Dangerous Woman, The Graphic Biography of Emma Goldman
This is a lovely way of getting to know more of the incredible life of Emma Goldman, excellent!
This is a lovely way of getting to know more of the incredible life of Emma Goldman, excellent!
Deploying the smack-'em-in-the-face descriptive style of Will Eisner for a graphic biography may not seem like the best idea. But when it comes to the life of famed anarchist Emma Goldman, Rudahl's punchy, exclamation point-heavy method feels just right to cover the crusader's life. Born in Russia in 1869 at a time when women, particularly Jewish women, were to be downtrodden and not heard, Goldman lost no time upsetting the status quo with her big mouth and restless curiosity. After following her sisters to America, the newly married Goldman was just starting to learn about leftist politics when she became radicalized by the 1886 Haymarket bombing in Chicago, leading to more than a half-century's worth of nearly nonstop protesting, fiery speechmaking and organizing across North America and Europe, and even a few passionate affairs. Rudahl's earnest admiration for Goldman and her refreshingly smart approach to the cause is clear in her excited artwork, all cramped frames and twirly action.

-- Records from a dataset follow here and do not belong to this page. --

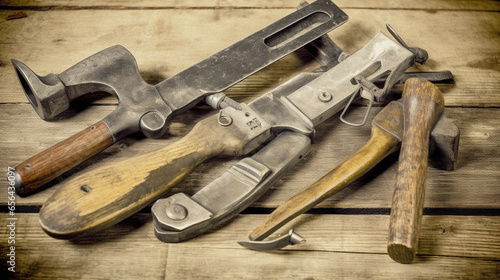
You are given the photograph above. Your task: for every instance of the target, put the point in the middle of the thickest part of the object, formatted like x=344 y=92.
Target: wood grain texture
x=51 y=163
x=386 y=134
x=166 y=37
x=159 y=39
x=345 y=246
x=423 y=103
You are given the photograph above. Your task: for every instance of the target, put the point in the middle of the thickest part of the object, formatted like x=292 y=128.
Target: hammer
x=149 y=108
x=389 y=129
x=421 y=111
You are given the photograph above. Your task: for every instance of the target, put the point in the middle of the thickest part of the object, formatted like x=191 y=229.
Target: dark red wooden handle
x=51 y=163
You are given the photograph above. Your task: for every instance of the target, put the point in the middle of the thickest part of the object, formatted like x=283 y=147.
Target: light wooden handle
x=51 y=163
x=377 y=148
x=107 y=195
x=422 y=103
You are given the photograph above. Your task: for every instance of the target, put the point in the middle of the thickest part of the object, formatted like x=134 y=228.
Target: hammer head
x=444 y=142
x=104 y=71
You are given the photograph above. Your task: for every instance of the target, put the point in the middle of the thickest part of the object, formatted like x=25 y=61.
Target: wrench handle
x=423 y=103
x=106 y=195
x=54 y=161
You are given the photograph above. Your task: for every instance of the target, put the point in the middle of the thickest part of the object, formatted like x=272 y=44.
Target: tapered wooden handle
x=51 y=163
x=423 y=103
x=106 y=195
x=381 y=144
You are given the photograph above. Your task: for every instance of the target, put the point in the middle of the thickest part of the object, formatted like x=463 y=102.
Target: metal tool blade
x=229 y=66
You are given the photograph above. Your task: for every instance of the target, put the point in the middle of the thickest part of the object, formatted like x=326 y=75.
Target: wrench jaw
x=179 y=217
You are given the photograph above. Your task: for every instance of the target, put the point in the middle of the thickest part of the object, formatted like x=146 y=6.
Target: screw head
x=325 y=96
x=176 y=212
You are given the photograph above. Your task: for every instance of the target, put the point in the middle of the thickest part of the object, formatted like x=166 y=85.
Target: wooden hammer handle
x=54 y=161
x=381 y=144
x=104 y=196
x=422 y=103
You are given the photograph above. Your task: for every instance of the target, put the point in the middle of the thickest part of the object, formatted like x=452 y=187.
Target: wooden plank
x=130 y=250
x=262 y=4
x=473 y=185
x=165 y=42
x=338 y=246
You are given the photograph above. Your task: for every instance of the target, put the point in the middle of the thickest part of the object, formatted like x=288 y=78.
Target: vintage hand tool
x=106 y=195
x=421 y=100
x=147 y=108
x=420 y=114
x=232 y=192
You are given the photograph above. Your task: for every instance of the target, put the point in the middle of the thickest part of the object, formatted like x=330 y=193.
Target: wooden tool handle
x=104 y=196
x=422 y=103
x=51 y=163
x=380 y=145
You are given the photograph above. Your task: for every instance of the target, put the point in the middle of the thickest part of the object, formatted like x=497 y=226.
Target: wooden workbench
x=346 y=234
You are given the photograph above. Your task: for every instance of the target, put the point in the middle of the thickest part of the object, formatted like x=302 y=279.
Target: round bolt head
x=176 y=212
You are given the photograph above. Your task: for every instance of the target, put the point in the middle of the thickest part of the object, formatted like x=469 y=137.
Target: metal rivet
x=224 y=120
x=325 y=96
x=176 y=212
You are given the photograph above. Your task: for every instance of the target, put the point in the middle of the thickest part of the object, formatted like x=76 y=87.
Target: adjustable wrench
x=106 y=195
x=147 y=108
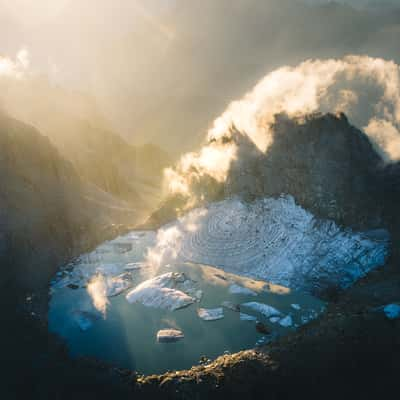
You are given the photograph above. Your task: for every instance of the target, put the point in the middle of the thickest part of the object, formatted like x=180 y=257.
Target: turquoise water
x=125 y=335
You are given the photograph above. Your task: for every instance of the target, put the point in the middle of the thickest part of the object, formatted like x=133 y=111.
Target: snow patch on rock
x=274 y=240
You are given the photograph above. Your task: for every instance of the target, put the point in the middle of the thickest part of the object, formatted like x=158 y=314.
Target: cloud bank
x=367 y=89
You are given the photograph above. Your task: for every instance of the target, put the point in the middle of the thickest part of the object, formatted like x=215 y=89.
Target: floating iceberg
x=210 y=314
x=231 y=306
x=274 y=319
x=286 y=321
x=237 y=289
x=169 y=335
x=117 y=285
x=161 y=292
x=247 y=317
x=84 y=319
x=266 y=310
x=392 y=311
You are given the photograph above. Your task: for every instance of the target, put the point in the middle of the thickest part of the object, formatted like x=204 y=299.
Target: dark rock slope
x=47 y=213
x=330 y=167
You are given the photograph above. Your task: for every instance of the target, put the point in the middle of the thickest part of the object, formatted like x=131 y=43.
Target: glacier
x=273 y=239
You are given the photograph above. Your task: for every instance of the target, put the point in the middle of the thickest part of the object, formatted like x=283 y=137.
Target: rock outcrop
x=47 y=212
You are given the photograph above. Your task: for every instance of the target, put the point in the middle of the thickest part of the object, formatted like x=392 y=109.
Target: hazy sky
x=162 y=70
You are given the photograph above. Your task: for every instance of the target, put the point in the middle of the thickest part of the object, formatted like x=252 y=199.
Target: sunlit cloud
x=366 y=89
x=15 y=69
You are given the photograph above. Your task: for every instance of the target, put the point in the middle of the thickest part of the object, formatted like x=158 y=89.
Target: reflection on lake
x=221 y=312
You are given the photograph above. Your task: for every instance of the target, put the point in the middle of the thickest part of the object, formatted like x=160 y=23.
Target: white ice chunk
x=84 y=319
x=275 y=240
x=247 y=317
x=392 y=311
x=286 y=322
x=157 y=293
x=230 y=306
x=118 y=284
x=274 y=319
x=134 y=266
x=237 y=289
x=265 y=309
x=210 y=314
x=169 y=335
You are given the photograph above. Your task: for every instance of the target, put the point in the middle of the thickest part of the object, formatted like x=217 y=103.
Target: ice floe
x=85 y=319
x=118 y=284
x=161 y=292
x=247 y=317
x=392 y=311
x=274 y=319
x=210 y=314
x=286 y=321
x=169 y=335
x=231 y=306
x=237 y=289
x=264 y=309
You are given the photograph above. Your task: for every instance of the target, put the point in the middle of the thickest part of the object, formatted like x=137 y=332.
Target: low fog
x=161 y=71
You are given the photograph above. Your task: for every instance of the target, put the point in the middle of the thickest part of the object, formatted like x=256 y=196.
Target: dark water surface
x=126 y=334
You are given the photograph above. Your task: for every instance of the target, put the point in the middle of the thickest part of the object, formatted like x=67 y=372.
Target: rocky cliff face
x=83 y=136
x=329 y=166
x=47 y=212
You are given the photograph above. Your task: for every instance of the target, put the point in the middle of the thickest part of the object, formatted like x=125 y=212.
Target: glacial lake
x=125 y=334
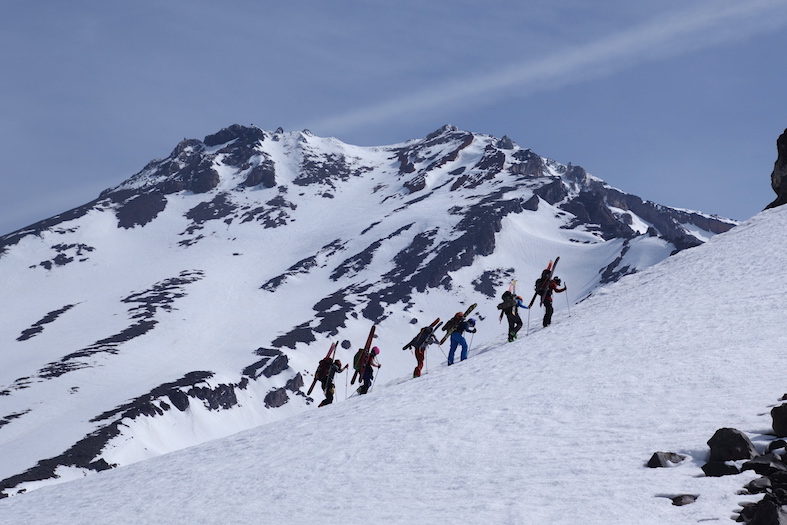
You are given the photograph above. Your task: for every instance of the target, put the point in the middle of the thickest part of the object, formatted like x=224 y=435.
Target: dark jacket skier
x=368 y=374
x=510 y=306
x=457 y=339
x=551 y=287
x=424 y=338
x=329 y=387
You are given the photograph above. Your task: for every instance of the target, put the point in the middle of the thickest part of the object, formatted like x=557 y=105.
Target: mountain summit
x=191 y=301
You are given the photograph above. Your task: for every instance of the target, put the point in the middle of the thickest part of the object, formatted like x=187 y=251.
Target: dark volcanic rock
x=779 y=417
x=716 y=469
x=779 y=174
x=140 y=210
x=729 y=444
x=665 y=459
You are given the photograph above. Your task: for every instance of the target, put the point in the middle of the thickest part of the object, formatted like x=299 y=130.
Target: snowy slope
x=194 y=300
x=554 y=428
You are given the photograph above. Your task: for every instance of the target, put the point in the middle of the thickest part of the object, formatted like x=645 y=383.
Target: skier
x=510 y=306
x=368 y=374
x=552 y=286
x=328 y=386
x=457 y=339
x=424 y=338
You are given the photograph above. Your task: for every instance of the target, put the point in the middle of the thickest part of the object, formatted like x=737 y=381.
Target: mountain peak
x=222 y=272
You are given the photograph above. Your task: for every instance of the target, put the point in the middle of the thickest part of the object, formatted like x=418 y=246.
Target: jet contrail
x=712 y=24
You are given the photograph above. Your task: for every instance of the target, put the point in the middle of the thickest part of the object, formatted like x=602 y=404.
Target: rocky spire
x=779 y=174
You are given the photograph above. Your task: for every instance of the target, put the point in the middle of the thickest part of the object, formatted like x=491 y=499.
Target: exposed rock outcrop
x=779 y=174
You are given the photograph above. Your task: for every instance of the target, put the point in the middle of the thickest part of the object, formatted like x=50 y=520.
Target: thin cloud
x=712 y=24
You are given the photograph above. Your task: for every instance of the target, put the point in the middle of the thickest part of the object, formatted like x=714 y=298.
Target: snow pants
x=549 y=311
x=457 y=339
x=420 y=354
x=514 y=324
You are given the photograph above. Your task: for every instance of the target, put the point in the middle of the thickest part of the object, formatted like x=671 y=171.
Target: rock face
x=779 y=417
x=779 y=174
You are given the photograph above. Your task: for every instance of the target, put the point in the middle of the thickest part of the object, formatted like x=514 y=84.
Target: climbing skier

This is a lovely way of getting to know more of the incredible life of Emma Goldman, excellent! 128 pages of A4 almost its an american size!
A review;
Emma Goldman is one of the big name names of American anarchists, as well as one of the earlier to contribute to free speech, birth control, and the labor movements. She was an amazing public speaker, something that is lost in this day of television and radio, and her writing still ranks amongst the classics of Anarchist thought for a free and just society. From her involvement in the shooting of Frick (though Alexander Berkman was a lousy shot) to free speech fights to labor struggles in Massachusetts to getting deported by Edgar Hoover, all the way to being amongst the first radicals to denounce the government of the Bolsheviks (which ostracized her amongst the left), and finally working to raise funds for the Spanish Revolutionary cause. She was jailed for fighting against the draft, advocating for birth control, and for "inciting a riot." In a lot of ways, the stuff she said then was visionary for the time period. She remains one of the most amazing people in history, and someone who gave her all so others could be free and live in a just world.
"Dangerous Woman: A Graphic Biography of Emma Goldman" can be best described as a graphic novel version of "Living My Life", and it's a real treat. The artist, Sharon Rudahl, does a great job capturing Goldman's turbulent and unique life, growing from a fiery Jewish peasant girl fleeing Russia to an active Anarchist speaker and organizer hated by the government, to the patron-saint of the American Anarchist movement, though small by the time of her death. She spares no detail, especially the parts about Emma's sex life and her many partners over the years. One of my favorite scenes in the book is when she has been sent by her mentor, Johann Most, on a speaking tour "Against the 8 Hour Day" (it was too little and was too reformist and not revolutionary enough.) She encounters an older man in the Chicago stop of the tour who tells her that while he understands why young people would be impatient with small demands, but "I won't live to see the revolution. Will I never have a little time for reading or to walk openly in the park?" After this encounter, Emma vowed never to let doctrine or ideology get in the way of a good fight that brought real change to real people's lives. That's a lesson that a lot of radicals then and now could learn and take to heart.
Today, the closest we in the United States have to an Emma Goldman is academics in ivory towers, as loud mouth voices in the sea of state and corporate rule. The speaking tours of yesterday is the youtube, internet, music albums and television of today, which is much more controlled than speaking in public used to be, though less prone to violent disruption by people who disagree with the author. It's hard to imagine a story like hers again where someone from such a humble beginning devotes her entire life, to the point where she refused to correct health problems like infertility, to the cause of fighting the existing order, and becoming such an international figure as she did. Maybe a new Emma Goldman of the internet or TV or music like hiphop will arise to become an inspiration to people's movements everywhere, like Subcommader Marcos in Chiapas has, or elsewhere. It's hard to say. Either way, check out Emma's life in graphic novel comic form, because she's a real life superhero in a way that Superman never could be.